Post-graduate Broadcast Journalism bursaries:
Among our 12 recipients, three are black students, two mixed race
(Black/White) and one mixed race (Asian/Black). In making the
2003 round of awards, a new challenge was to find fresh ways of
improving the impact we have on our cultural diversity objectives
and to take into account findings from Skillset research of journalists
in the UK:
"96% are white . . . Journalism is increasingly
becoming middle and upper-middle class in its composition with
only 3% of new entrants coming from families headed by someone
in a semi or unskilled job".
To this end, we ran an experimental campaign
of advertisements on the Leicester Asian RSL channel MATV to promote
awareness of our bursary schemes. The 30-second advertisement
was the first to be approved featuring working journalists, with
special dispensation from the ITC.
All three of our news services have produced
special strands on the Asylum debate. While reflecting concerns
of people living near three proposed Asylum Centres, CENTRAL NEWS
tried to get behind the headlines (and the hysteria) to examine
the plight of asylum seekers and the contribution many are making
to their communities.
Employment Targets: Over a three-year
rolling period, we monitor the proportion of minority ethnic staff
recruited. Targets are set on a sub-regional basis in line with
workforce statistics: West Midlands10%; East Midlands5%
and South3%. There remains generally low turnover in the
regional business; industry conditions are keeping recruitment
to an absolute minimum and production staff regularly move around.
In Programmes 7% of staff are from a minority ethnic background;
9% in Administration and 6% across the business.
Media Workshop pilots.

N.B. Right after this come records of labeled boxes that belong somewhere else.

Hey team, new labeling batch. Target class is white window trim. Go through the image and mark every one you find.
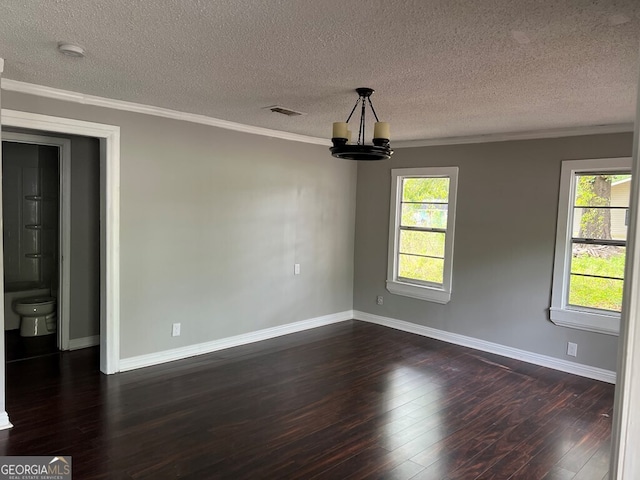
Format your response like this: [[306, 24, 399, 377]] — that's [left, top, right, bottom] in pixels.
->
[[387, 167, 458, 304], [549, 157, 631, 335]]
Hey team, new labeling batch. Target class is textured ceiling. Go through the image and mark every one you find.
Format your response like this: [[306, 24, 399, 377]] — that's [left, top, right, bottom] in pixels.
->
[[0, 0, 640, 140]]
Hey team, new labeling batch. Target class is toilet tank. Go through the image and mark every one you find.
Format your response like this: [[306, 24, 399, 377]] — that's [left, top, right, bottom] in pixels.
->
[[4, 283, 51, 330]]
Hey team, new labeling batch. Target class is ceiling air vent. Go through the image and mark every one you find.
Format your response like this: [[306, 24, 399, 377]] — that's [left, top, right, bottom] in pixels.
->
[[264, 105, 306, 117]]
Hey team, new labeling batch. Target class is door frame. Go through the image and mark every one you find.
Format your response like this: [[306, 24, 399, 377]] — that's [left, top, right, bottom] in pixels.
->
[[2, 132, 71, 350], [0, 108, 120, 374]]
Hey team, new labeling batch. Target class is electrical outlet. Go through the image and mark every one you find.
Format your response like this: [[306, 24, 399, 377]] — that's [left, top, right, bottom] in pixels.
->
[[171, 323, 180, 337]]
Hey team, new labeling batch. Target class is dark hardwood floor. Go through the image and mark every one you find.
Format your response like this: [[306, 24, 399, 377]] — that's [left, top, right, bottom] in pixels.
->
[[0, 321, 613, 480], [4, 330, 59, 362]]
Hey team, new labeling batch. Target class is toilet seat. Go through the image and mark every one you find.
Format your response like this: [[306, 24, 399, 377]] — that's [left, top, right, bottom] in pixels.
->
[[16, 297, 56, 305]]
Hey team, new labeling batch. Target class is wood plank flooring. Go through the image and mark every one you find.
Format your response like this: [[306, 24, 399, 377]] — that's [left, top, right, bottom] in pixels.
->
[[0, 321, 613, 480]]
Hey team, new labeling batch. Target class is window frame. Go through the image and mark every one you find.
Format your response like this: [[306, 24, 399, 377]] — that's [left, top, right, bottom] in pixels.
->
[[386, 167, 458, 304], [549, 157, 632, 335]]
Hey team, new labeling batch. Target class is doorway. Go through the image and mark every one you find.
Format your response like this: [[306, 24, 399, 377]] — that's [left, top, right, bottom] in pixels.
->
[[0, 109, 120, 382], [2, 132, 70, 361]]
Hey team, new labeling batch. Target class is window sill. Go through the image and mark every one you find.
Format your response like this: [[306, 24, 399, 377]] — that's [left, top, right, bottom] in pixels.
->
[[549, 307, 620, 336], [387, 280, 451, 304]]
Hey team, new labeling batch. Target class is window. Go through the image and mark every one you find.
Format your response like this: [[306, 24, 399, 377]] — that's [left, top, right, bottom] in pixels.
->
[[387, 167, 458, 303], [550, 158, 631, 335]]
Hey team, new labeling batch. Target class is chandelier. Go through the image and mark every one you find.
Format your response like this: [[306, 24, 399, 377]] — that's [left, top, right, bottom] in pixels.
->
[[329, 88, 393, 160]]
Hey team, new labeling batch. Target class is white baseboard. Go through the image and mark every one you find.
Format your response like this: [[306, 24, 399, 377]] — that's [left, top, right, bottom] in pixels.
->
[[69, 335, 100, 350], [120, 310, 353, 372], [353, 310, 616, 383], [0, 412, 13, 430]]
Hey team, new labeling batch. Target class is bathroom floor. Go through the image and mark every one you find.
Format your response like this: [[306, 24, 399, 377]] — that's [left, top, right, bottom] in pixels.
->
[[4, 330, 58, 362]]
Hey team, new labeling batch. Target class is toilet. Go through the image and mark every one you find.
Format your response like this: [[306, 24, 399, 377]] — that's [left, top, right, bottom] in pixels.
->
[[13, 297, 57, 337]]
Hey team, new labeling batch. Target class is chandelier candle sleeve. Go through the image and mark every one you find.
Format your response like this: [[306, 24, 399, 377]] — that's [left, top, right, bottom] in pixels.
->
[[333, 122, 349, 138], [373, 122, 391, 140]]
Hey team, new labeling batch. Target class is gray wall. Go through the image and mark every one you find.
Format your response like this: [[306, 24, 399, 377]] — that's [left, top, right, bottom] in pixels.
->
[[354, 134, 632, 370], [65, 136, 100, 339], [3, 92, 357, 358]]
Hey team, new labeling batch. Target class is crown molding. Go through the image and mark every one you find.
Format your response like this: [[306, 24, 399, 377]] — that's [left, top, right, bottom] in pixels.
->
[[0, 78, 633, 149], [393, 123, 633, 148], [1, 78, 331, 146]]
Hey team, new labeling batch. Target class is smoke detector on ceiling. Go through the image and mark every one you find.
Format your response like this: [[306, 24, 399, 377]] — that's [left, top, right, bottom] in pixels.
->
[[263, 105, 306, 117], [58, 42, 84, 58]]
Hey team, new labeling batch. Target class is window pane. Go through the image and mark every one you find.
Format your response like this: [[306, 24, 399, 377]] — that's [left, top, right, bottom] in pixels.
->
[[571, 243, 626, 278], [574, 175, 613, 207], [569, 275, 624, 312], [400, 230, 445, 258], [402, 177, 449, 203], [400, 203, 449, 229], [572, 207, 628, 240], [398, 254, 444, 284]]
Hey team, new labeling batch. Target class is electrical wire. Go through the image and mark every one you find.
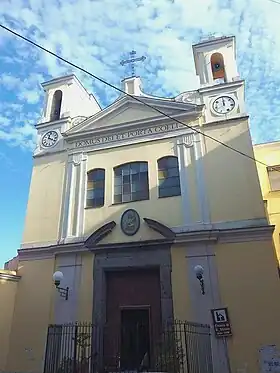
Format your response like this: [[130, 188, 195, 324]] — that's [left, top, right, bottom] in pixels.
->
[[0, 21, 280, 172]]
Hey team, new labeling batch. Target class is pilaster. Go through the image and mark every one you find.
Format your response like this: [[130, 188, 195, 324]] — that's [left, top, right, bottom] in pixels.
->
[[60, 152, 87, 240], [177, 134, 193, 225]]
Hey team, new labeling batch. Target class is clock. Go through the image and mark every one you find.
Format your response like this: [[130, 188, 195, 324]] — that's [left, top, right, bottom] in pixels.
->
[[42, 131, 58, 148], [121, 209, 140, 236], [212, 96, 235, 114]]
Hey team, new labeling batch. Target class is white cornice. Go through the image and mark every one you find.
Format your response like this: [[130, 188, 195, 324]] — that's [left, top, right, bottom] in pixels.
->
[[65, 96, 204, 136], [18, 225, 274, 261], [0, 270, 21, 282]]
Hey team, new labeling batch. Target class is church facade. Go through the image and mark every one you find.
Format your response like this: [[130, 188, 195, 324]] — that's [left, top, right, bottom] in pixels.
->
[[2, 37, 280, 373]]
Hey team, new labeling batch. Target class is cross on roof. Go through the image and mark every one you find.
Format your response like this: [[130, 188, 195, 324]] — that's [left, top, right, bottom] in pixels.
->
[[120, 50, 146, 76]]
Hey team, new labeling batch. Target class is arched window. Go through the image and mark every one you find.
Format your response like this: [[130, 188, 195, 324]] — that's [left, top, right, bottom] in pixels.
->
[[87, 168, 105, 207], [50, 90, 62, 121], [157, 156, 181, 198], [211, 53, 226, 82], [114, 162, 149, 203]]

Understanding
the Media brought together representatives from small business,
community and faith groups for a practical training session on
media relations. Whilst concentrating on the methods and approaches
of CENTRAL NEWS, it also included sessions from local radio and
newspapers. We also staged a TV Advertising workshop with the
Institute of Asian Businesses. 30 companies attended the session
to help de-mystify the advertising buying and commercial production
processes. We targeted Asian-owned enterprises enjoying significant
growth and those developing into the mainstream.